The warning from Eskom CEO Dan Marokane that immediate legal separation could trigger cross-default conditions in credit agreements also deserves serious attention, even if, as Mavuso notes, bondholders worldwide have experienced similar restructurings before.
However, these are issues of consistency, and consistency issues have solutions. They are not arguments against separation, and—crucially—the decision has already been made.
Requirements Are Legally Binding
President Cyril Ramaphosa publicly rejected the plan to maintain family control in February, stating that an independent transmission system operator 'will own and control the transmission assets and will be responsible for operating the electricity market.'
Business asserts that this requirement is now enshrined in law, in Section 34A of the Electricity Regulation Amendment Act. And the financial logic here is undeniable: an operator that owns nothing has no balance sheet, and without a balance sheet, it cannot attract the 440 billion rand needed to build more than 14,000 kilometers of new lines over the next decade.
The lesson Telkom teaches is not that separation happens easily. It is that delaying this process is the most expensive option for the country and, ultimately, for the company itself.
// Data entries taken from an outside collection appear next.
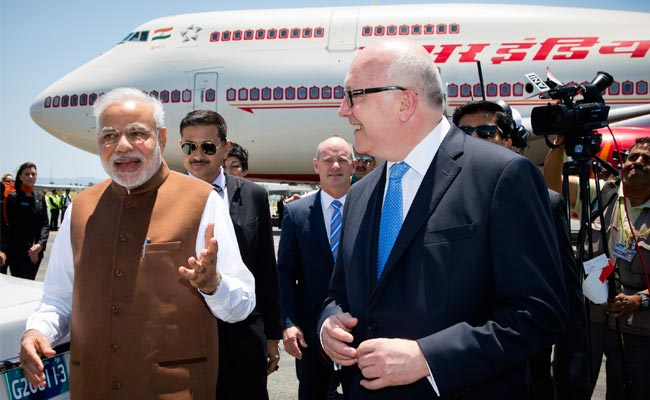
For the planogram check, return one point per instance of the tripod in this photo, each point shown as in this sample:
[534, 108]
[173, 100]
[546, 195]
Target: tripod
[583, 150]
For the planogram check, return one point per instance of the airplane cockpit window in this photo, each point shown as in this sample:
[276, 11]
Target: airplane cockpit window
[140, 36]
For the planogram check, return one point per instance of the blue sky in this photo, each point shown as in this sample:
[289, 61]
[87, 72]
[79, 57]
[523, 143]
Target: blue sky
[42, 40]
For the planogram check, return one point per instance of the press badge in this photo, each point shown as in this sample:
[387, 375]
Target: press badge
[627, 254]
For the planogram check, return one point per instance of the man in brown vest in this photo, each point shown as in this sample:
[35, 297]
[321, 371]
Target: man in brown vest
[142, 326]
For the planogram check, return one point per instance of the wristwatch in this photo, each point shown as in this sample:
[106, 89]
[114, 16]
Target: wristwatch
[645, 301]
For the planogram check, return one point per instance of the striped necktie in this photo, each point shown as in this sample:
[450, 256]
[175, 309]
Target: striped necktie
[391, 215]
[218, 189]
[335, 228]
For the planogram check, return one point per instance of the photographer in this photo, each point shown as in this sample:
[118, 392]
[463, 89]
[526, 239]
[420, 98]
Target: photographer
[492, 121]
[631, 303]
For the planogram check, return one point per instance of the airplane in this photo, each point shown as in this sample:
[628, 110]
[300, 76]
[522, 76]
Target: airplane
[276, 75]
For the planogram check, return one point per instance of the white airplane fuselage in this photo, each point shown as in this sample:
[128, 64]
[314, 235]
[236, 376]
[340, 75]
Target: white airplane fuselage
[280, 95]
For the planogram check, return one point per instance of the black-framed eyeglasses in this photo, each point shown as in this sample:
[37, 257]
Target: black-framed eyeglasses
[363, 159]
[208, 148]
[348, 94]
[135, 134]
[482, 131]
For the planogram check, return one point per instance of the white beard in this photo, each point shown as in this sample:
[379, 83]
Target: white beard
[131, 180]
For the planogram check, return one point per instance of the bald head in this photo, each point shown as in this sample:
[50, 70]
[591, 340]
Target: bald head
[406, 104]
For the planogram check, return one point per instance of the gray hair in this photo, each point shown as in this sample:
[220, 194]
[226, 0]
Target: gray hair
[126, 93]
[420, 72]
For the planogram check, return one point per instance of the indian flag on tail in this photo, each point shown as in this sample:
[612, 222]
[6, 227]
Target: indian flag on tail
[162, 33]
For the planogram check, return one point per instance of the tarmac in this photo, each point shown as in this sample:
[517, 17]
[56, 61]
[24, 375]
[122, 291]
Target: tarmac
[283, 384]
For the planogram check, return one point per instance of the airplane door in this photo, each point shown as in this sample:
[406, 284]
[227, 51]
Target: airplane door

Telkom fought for separation for ten years, watching the value of its protected network erode, and then accepted the separation as part of its own restructuring plan.
The Eskom board of directors must stop reviewing settled policy and start discussing the terms of transfer that protect creditors, employees, and the network itself. That is its current governance duty. Because if two decades of telecommunications history taught South Africa anything, it is that one cannot be both the network and the gatekeeper simultaneously.